Старик, всматриваясь слезящимися красными глазами, пошарил в складках свернутого из материи пояса и вытащил старый кожаный кошель. Он порылся в нем бескровными восковыми пальцами и достал черную тонкую монету.

– Аллахум селля! – воскликнул дервиш, прижимая монету ко лбу и губам. – Кто живет в этом доме? За кого я могу вознести молитвы единственному?

– Я живу в этом доме, но принадлежит он не мне, а кузнецу Кары-Максуму. На главном базаре все знают обширную кузницу и оружейную мастерскую Кары-Максума. Служителям веры он в подаяниях не отказывает.

– А каким именем судьба одарила тебя, делатель чудес?

– Не называй меня высоким словом «делатель чудес». Я старый шахский летописец Мирза-Юсуф и могу только добавить стихами поэта:

– Нет, нет! Ты все же делатель чудес, – сказал дервиш. – Ты пожертвовал черный дирхем, и так как твое подаяние исходило из благородного порыва сердца, дирхем сразу обратился в полноценный динар из чистого золота.

Старик наклонился к темной, похожей на птичью лапу ладони дервиша, на которой лежал золотой динар с выпуклой надписью.

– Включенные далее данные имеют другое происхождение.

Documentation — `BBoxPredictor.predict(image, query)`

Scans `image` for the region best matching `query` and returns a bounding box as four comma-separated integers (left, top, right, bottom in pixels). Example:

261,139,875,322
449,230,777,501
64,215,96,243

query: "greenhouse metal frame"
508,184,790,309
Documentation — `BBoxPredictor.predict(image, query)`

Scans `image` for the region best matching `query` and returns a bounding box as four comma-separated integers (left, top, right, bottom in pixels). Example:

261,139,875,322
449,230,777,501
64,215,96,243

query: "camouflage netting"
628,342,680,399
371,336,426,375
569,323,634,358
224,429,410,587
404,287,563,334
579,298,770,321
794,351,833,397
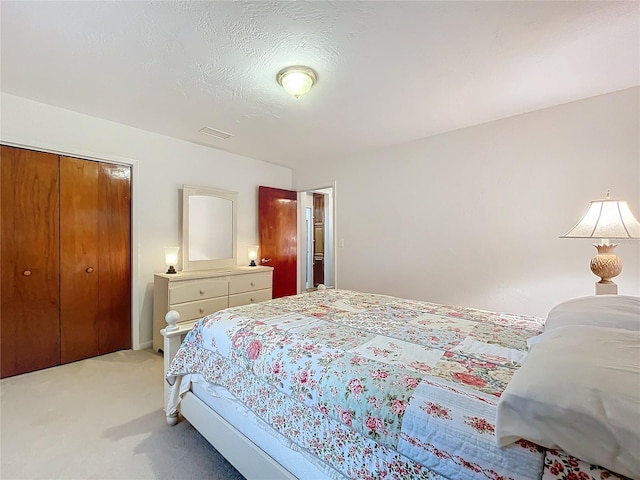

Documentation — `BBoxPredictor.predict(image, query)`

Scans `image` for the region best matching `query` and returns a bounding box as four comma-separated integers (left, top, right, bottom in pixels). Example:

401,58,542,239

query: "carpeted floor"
0,350,248,480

– В моей долгой жизни я никогда не видал чудес, о которых говорят священные книги. Или ты, дервиш, способен делать чудеса, или же ты, как фокусник на базаре, хочешь посмеяться над полуслепым стариком.

– Но ты можешь испытать этот динар. Пошли твоего слугу на базар, и он принесет тебе целую корзину и жареного кебаба,[29] и вареной лапши, и меду, и сладких дынь. Может быть, ты даже уделишь тогда от этого изобилия бедному путнику, пришедшему сюда прямо из далекого Багдада?

– Так ты пришел из славного Багдада? В таком случае заходи в мой дом и расскажи о том, что ты там видел, а я испытаю силу твоего удивительного динара.

Глава шестая Шахский летописец

Шаркая желтыми замшевыми сапогами, старик направился через двор и поднялся на террасу.

– Проходи за мной, путник!

Дервиш вошел за стариком в комнату с кирпичным полом и разостланными вдоль стен узкими ковриками. На полках в нише стояли два серебряных кувшина и стеклянная иракская ваза. Купол комнаты, искусно составленный из переплетенных раскрашенных бревен, имел в середине отверстие для выхода дыма. Посреди комнаты в квадратном углублении чадила жаровня с углями. Вдоль задней стены стояли три раскрытых, окованных железом сундука, и в них виднелись переплетенные в желтую кожу большие книги.